TLDR: Monarch will be the option most similar to Mint from a user interface and features perspective, but it does cost $99.99 / year instead of being free like Mint. If you want an envelope-based budget system (or zero-based budgeting) that several people in the Beacon office utilize, check out You Need a Budget ($99 / year). A free option, if you are a Beacon client, is to utilize our financial planning software RightCapital. I will briefly touch on the plethora of other options at the end.
While there are a lot of options and they all have their strengths and weaknesses, the important part is picking one and sticking with it. Being aware of your budget over time will benefit you and your long-term financial plan. It can not only make you aware of categories you are overspending, but can also free you up to spend more on the areas you really value.
- Pricing: $99.99 / year or $14.99 / month (50% off with code MINT50 and also 30-day free trial)
- Account Linking: Multiple sources (Plaid, Finicity, and MX)
- Founded: 2018
- App and Desktop
- Monarch will seem the most similar to Mint because of its founding – it was founded by Val Agostino, the first product manager at Mint.
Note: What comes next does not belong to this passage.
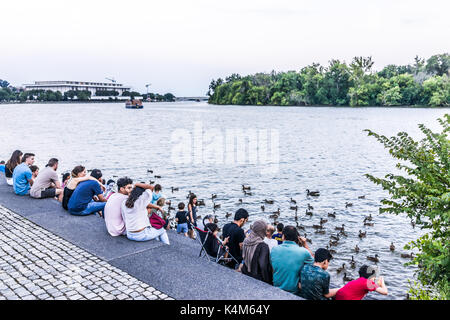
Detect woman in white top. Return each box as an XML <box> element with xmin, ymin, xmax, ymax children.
<box><xmin>122</xmin><ymin>183</ymin><xmax>170</xmax><ymax>244</ymax></box>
It offers an easy import of transaction history from Mint. You will need to link or manually add accounts for it to begin tracking transactions and your net worth over time. It has a simple interface that makes clear the different sections that you can choose from. You will create your customized budget in the app and then as transactions pull through you will be alerted as you go over categories. It gives a customizable dashboard so you can add/remove the sections you want to see most. For the data nerds out there, they also have the option to see a Sankey diagram of your cash flows. If you want the option that feels familiar and you don’t mind the cost, go with Monarch.
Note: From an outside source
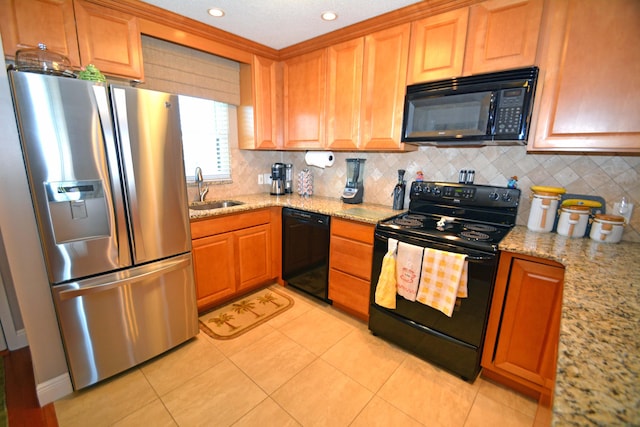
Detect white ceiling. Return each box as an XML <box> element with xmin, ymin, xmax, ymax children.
<box><xmin>142</xmin><ymin>0</ymin><xmax>421</xmax><ymax>49</ymax></box>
- Pricing: $99 / year or $14.99 / month (34-day free trial)
- Account Linking: Plaid
- Founded: 2004
- App and Desktop
- If you are coming from Mint and have never experienced an envelope-based budget system, YNAB will certainly take some getting used to. You can learn more about how it works here, but the gist of their philosophy is that every dollar has a job. It only allows you to budget dollars that are actually in your accounts, think of having to stuff envelopes with money (you cannot put an IOU in there). Compared to Mint and Monarch, with YNAB you have to actively assign new money as it comes in vs setting a budget and letting the software track it for you. As previously mentioned, a few of us in the Beacon office actively use and enjoy YNAB. The last part of the Beacon mission statement is “so money can be a blessing” and tracking every dollar will certainly help you know if money is that for you in your life. For the right people that don’t mind learning the zero-based budgeting approach, YNAB is a great option.
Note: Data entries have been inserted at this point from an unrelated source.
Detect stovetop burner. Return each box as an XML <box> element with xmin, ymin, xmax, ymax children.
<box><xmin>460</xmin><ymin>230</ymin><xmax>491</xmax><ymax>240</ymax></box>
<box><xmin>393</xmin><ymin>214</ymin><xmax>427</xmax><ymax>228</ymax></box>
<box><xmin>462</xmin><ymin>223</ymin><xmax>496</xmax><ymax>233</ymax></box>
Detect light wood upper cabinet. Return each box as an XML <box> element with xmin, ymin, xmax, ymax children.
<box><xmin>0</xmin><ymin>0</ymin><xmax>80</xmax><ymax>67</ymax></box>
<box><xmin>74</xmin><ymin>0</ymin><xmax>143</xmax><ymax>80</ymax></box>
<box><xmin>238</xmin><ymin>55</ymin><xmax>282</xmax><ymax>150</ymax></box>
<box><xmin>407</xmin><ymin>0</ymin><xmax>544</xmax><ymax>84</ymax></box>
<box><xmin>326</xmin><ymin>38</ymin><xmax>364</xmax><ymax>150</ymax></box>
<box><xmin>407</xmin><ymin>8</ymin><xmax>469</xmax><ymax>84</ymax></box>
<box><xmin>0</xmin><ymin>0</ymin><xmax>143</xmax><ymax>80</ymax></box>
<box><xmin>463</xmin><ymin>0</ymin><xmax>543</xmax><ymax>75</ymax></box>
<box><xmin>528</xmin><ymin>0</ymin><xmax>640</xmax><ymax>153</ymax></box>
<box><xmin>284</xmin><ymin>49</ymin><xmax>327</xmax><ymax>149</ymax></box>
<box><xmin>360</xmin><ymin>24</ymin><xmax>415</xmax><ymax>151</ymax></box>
- Pricing: No cost to Beacon clients (you must work with an Advisor to access this site)
- Account Linking: Yodlee
- Founded: 2015
- App and Desktop
- RightCapital is mainly a financial planning platform for advisors to work with clients, but it does provide budget options similar to Mint. Unlike Monarch and YNAB though, you cannot manually enter transactions and must link at least one account to access these features. Some of the features are a little more basic in comparison, but it does a great job of giving an overall budget picture. Besides being free, another benefit to RightCapital is that it can be a central hub for all things personal finances for you and your family. We are working through all of our clients having access to this program.
If you begin to search for budgeting options, you will likely be quickly overwhelmed with paralysis by analysis. Here is a quick rundown of the others out there. EveryDollar (from Dave Ramsey) and Goodbudget are both envelope-based budgeting, but not as seamless or intuitive as YNAB in my opinion. Tiller is likely the most customizable if you are interested in that, but is more equivalent to a fancy Excel spreadsheet. Copilot Money is probably the newest option (launched in 2020) and has a sleek interface but is mostly app based and does not have a long track record yet. Simplifi by Quicken, Rocket Money, and Empower have similar functionality to Mint, but could potentially suffer the same fate since they are also not the main product for their company.
There will always be new and fancy options, but at the end of the day a budget is a budget. Whichever of these options helps you understand your spending better is the ideal option.